ELMAU CASTLE, Germany: A US official on Monday disputed a French source’s account that President Barack Obama had told his allies at a G7 summit the strong dollar posed a “problem.”
Amid mounting fears over the Greek debt turmoil’s impact on the fragile global economy, a US official said: “The President did not state that the strong dollar was a problem.
“He made a point that he has made previously a number of times: that global demand is too weak and that G7 countries need to use all policy instruments, including fiscal policy as well as structural reforms and monetary policy, to promote growth.”
Fears over Greece’s finances have weakened the euro sharply in the last four months, with the single European currency trading at close to parity with the dollar in May.
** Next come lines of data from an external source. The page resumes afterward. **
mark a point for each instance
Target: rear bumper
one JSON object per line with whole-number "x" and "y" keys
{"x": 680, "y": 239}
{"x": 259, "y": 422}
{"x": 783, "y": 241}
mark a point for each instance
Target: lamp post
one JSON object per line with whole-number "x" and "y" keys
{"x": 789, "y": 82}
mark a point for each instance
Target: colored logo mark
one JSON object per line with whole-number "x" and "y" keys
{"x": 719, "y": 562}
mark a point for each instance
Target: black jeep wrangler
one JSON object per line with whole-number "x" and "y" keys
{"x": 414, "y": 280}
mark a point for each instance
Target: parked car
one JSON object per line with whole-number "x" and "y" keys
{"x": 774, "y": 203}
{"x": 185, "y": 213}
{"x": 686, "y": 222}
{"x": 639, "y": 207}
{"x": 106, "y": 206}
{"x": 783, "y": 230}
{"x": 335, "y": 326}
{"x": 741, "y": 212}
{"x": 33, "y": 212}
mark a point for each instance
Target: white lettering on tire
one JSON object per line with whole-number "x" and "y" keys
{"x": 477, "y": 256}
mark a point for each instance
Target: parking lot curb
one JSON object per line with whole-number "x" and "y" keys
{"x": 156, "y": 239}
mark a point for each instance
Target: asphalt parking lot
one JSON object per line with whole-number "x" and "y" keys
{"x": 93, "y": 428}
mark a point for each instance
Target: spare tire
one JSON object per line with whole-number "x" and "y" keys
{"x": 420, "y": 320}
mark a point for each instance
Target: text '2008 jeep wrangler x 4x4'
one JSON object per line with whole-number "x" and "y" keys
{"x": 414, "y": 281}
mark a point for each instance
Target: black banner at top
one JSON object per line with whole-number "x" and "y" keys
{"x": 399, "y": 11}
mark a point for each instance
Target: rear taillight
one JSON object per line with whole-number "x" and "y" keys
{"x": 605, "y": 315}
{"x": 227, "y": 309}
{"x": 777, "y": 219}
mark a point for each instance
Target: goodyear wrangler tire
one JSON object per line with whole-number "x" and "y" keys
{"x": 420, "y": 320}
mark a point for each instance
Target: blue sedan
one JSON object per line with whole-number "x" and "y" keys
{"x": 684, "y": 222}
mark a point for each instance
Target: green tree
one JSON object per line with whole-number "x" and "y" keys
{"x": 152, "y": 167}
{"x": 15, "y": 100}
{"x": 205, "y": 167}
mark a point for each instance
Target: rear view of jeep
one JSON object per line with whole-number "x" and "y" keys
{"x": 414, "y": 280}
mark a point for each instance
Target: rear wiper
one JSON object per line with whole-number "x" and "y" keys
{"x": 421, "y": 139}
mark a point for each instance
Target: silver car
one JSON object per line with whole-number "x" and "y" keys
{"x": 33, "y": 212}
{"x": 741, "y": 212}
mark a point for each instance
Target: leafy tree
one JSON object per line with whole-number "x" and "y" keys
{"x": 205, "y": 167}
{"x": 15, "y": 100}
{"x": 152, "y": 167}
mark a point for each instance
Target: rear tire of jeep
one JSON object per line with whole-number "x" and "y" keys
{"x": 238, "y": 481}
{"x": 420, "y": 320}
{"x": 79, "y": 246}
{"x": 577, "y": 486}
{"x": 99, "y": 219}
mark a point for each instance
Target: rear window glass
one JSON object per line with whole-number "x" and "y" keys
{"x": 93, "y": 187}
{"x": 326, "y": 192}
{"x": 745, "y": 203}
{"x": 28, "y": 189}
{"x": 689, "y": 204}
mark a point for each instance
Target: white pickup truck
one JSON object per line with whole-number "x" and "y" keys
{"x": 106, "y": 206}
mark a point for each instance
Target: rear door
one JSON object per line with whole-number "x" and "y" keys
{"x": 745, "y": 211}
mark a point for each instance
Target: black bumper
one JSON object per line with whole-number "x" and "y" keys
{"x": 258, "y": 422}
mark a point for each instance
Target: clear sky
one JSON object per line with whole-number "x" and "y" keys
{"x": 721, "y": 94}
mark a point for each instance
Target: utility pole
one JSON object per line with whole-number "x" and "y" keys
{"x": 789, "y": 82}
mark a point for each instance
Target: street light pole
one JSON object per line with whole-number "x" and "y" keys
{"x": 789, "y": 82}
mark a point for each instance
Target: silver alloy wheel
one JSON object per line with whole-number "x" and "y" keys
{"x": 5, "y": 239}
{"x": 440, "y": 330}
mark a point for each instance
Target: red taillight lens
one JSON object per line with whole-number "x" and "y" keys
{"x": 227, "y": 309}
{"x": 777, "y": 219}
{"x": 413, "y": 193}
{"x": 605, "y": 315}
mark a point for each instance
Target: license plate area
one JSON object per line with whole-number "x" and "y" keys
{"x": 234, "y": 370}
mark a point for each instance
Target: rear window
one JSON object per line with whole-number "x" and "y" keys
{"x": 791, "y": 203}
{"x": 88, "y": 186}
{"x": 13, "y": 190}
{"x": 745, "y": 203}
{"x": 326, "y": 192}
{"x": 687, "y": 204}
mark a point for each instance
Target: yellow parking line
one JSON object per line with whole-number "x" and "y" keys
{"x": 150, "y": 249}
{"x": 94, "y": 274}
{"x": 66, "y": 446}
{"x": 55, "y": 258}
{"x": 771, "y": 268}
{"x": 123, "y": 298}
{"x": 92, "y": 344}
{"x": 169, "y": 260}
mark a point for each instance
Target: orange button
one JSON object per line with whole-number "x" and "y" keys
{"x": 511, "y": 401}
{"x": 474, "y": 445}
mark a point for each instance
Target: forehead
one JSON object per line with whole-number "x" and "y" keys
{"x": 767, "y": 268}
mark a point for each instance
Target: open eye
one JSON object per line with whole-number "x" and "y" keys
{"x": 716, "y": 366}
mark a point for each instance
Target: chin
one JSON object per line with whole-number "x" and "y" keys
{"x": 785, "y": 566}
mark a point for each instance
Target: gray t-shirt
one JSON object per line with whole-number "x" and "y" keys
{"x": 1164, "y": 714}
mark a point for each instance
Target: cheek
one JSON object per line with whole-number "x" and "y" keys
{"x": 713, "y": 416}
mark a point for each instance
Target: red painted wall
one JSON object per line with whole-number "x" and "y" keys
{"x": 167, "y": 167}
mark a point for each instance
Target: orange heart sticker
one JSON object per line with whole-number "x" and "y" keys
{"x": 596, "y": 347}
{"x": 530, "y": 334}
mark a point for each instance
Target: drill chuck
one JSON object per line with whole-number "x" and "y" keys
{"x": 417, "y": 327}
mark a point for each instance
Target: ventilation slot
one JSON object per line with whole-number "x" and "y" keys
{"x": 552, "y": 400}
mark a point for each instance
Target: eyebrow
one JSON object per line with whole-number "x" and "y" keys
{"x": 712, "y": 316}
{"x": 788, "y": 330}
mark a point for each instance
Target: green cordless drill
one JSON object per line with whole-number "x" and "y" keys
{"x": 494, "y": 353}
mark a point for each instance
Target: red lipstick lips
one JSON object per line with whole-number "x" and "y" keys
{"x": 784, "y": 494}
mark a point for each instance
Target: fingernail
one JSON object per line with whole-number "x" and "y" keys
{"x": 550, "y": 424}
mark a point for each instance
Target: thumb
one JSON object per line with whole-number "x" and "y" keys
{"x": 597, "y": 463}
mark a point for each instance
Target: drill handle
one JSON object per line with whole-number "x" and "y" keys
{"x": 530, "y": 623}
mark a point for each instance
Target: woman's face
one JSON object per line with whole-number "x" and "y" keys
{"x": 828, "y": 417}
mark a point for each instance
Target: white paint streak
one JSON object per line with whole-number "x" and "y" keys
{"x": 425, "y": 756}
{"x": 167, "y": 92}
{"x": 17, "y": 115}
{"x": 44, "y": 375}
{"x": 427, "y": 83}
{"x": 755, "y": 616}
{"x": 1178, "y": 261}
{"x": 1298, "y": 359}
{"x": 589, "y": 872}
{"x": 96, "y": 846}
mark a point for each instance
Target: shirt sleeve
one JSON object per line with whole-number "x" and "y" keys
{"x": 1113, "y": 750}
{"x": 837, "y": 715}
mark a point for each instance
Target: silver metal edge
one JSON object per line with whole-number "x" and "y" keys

On Monday, the euro was trading at $1.1143.
A French diplomatic source had said earlier Monday that Obama told participants at the summit in southern Germany that the “strong dollar posed a problem.”
A highly valued currency weighs on the competitiveness of a country’s industries and exports.
The French source added Athens’s woes and the “volatility” they have created on world markets had been a key topic of discussion at the meeting of the leaders of Britain, Canada, France, Germany, Italy, Japan and the United States.
International Monetary Fund (IMF) chief Christine Lagarde, who is also attending the meeting, is due to hold bilateral talks with various leaders at the summit, another French source said.
The IMF is one of Greece’s main creditors along with the European Commission and the European Central Bank.
The United States has long called on European leaders to resolve the Greek debt turmoil as quickly as possible given its negative impact on a shaky global economy.
Greece’s radical-left government and its creditors have been negotiating for five months on reforms needed to unlock 7.2 billion euros ($8 billion) in rescue funds that Athens desperately needs.